Abstract: In this talk, I shall examine the natural laws' special (and yet notoriously elusive) relation to counterfactuals. I shall propose a non-circular means of distinguishing the natural laws (and their logical consequences) from the accidental truths. A product of this analysis is an account of the sense in which the laws and their logical consequences (but no accidents) possess a kind of necessity. An analogous account applies to the logical necessities as well. I shall also examine in some detail how this account might apply to laws of a "special" or (I would prefer to say) "inexact" science. Were there such laws, they would possess a distinctive kind of necessity, and therefore would figure in explanations that are irreducible to explanations of the same facts in terms of the fundamental laws of physics.

April 21, 2004
Speaker: Garry Hagberg, Bard College
Title: "In a New Light: Wittgenstein, Aspect Perception, and Retrospective Change in Self-Understanding"
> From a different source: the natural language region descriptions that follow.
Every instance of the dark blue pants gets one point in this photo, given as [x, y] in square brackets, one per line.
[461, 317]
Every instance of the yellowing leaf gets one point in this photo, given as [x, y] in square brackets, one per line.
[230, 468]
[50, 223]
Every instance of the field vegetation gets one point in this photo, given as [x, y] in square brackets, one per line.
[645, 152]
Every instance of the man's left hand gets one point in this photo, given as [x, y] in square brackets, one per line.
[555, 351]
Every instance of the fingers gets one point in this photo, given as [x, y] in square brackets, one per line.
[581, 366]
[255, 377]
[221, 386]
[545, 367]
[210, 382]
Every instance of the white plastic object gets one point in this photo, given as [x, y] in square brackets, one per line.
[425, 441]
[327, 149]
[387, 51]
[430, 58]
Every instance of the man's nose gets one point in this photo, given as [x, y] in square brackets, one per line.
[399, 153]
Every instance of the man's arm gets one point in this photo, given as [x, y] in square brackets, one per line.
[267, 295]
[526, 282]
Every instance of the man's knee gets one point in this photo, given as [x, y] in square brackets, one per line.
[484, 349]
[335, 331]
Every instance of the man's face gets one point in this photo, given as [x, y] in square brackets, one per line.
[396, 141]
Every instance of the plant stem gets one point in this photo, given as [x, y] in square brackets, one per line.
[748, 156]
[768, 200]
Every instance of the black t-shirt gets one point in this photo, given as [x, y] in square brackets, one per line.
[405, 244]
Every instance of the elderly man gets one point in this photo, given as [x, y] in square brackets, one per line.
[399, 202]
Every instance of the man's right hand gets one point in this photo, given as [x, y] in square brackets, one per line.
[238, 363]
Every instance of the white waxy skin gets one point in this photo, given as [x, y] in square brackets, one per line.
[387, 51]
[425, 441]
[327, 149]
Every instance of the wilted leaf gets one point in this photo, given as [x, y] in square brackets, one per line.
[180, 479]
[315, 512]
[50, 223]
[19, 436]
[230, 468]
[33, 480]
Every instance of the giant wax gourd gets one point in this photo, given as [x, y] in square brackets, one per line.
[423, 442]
Abstract: Iris Murdoch wrote in her diary "Re-thinking one's past is a constant responsibility", and after some reflection she arrived at what she called an "unfrozen" sense of our engagement with our past. Precisely how this active relation to one's past might be more fully explicated, and its position vis-a-vis a fashionable narrative constructionism on one side and a fact-based self-reportage on the other, calls for careful disentangling. Wittgenstein's remarks on aspect-perception, on "seeing-as", can cast some light on this problem, and -- taken one way -- they show some of the deep parallels between imagination-assisted visual experience and autobiographical "looking back".

May 5, 2004
Speaker: Nancy Sherman, Georgetown University
Title: "The Look and Feel of Virtue."